In Jodie Whittaker, Doctor Who has its first female lead – but one former incarnation of the Time Lord thinks the change should have come much earlier.
In fact, according to former Ninth Doctor Christopher Eccleston (who restarted the series in 2005) the BBC should have brought the show back with a female Doctor in the first place, even if that would have meant he didn’t get the job.
“It’s ridiculous we weren’t thinking of a female Doctor at that time,” Eccleston told the crowd at Rose City Comic Con. “In 2004, in me they picked yet another white skinny male to be the Doctor. If somebody had said in 2004 it should have been a woman, there’d have been outrage.
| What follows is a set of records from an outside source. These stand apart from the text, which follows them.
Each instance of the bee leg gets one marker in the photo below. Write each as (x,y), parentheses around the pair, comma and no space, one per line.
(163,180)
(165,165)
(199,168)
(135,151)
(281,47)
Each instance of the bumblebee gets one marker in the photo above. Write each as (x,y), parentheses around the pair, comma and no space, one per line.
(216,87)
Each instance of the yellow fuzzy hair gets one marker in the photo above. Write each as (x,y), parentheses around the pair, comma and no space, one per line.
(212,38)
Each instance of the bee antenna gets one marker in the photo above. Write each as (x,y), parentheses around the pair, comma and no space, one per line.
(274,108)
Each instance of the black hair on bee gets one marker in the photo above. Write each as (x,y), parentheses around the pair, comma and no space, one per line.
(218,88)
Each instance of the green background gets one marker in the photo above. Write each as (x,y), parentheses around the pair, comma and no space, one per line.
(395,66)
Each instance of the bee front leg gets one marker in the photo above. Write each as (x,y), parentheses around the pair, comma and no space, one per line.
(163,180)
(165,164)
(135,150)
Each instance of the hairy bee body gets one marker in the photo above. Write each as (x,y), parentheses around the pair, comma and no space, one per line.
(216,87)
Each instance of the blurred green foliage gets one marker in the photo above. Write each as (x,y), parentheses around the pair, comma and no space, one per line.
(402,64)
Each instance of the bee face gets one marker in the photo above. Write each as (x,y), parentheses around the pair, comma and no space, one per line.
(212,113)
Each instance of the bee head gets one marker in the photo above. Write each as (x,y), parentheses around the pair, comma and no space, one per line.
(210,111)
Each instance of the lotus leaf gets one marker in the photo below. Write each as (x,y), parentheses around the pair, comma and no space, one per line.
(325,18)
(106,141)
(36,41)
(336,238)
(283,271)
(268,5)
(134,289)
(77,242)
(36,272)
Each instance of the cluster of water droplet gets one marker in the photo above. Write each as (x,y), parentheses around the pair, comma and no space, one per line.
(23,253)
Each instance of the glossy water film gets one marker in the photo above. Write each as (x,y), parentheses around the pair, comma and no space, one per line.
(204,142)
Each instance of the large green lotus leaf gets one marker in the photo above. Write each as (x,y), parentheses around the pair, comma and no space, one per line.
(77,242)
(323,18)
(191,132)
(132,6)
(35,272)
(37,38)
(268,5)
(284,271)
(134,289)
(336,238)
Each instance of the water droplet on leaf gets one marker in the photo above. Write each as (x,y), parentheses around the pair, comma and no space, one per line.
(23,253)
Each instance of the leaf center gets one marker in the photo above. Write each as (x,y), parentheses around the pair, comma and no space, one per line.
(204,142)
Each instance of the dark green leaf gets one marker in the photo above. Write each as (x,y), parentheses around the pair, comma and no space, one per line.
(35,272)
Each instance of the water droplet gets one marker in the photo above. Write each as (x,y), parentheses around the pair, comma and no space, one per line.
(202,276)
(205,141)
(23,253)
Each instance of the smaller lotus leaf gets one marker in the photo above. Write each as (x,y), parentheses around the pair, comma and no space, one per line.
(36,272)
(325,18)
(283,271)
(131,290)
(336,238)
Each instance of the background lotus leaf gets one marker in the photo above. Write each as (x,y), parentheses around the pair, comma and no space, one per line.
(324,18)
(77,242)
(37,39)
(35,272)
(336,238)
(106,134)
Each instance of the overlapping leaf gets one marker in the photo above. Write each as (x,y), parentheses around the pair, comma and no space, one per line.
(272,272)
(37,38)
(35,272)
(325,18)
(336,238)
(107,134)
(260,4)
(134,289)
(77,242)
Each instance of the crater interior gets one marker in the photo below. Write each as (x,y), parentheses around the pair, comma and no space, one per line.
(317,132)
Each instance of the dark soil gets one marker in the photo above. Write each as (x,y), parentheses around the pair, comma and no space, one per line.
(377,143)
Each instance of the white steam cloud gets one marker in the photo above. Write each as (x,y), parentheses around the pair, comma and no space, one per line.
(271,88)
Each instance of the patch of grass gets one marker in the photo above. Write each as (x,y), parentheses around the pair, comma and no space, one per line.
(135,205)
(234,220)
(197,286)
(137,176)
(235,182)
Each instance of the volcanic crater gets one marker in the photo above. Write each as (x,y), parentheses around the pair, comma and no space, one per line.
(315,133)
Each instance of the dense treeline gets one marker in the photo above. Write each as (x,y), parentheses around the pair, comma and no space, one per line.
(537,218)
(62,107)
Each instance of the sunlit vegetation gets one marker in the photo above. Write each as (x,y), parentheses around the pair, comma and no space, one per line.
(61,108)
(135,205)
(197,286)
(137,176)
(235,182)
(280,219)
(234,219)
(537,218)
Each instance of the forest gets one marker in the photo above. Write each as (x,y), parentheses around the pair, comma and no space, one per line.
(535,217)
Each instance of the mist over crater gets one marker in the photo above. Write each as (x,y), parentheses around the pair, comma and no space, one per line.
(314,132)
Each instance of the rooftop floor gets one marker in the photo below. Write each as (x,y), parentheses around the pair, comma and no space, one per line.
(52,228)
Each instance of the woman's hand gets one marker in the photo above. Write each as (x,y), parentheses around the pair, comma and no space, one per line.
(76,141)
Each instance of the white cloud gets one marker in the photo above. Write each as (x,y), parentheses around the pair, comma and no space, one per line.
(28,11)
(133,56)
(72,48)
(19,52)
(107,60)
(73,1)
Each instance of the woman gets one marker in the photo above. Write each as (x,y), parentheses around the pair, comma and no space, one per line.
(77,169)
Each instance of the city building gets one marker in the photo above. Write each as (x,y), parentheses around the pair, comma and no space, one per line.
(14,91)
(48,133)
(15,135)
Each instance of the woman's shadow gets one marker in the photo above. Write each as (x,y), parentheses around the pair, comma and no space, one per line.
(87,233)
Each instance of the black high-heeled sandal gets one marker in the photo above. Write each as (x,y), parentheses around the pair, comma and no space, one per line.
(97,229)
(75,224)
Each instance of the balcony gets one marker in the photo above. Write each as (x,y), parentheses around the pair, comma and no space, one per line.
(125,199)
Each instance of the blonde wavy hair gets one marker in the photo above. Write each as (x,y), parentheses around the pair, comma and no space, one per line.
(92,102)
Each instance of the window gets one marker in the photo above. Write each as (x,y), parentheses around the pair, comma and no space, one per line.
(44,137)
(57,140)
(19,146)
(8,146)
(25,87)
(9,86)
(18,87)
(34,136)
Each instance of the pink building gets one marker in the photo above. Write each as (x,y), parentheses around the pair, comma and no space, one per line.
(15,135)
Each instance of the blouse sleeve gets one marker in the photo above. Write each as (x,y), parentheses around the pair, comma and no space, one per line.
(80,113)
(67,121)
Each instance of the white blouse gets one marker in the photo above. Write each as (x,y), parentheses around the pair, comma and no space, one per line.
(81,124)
But only 14 years later it’s acceptable.
“I think it’s time for white middle-aged males to step aside. And if Billie Piper ever wants to play the Doctor I’ll [be her companion]. Who wouldn’t? I think that’s what they should have done, I was saying backstage. Rose should have moved up to become the Doctor…but it was just too early.”
And in general, Eccleston says he thinks that there needs to be a shift in the gender dynamics we see in TV drama.
“Genuinely, joking aside, certainly in my country I think we’re all tired of [seeing] how difficult it is to be a white male,” he said.
“As a 55-year-old bloke, I don’t think I should be carrying dramas any more. I know I’m putting myself out of work, but I have a daughter. I have a son who needs to see that the world is not patriarchy any more. And the idea of males being marginalised in dramas is going to throw up interesting roles for men.”
Sadly, without his own Tardis Eccleston won’t be able to change the past – but perhaps there is still a chance for his hopes to be realised in the future.
And yes, we do see what we did there.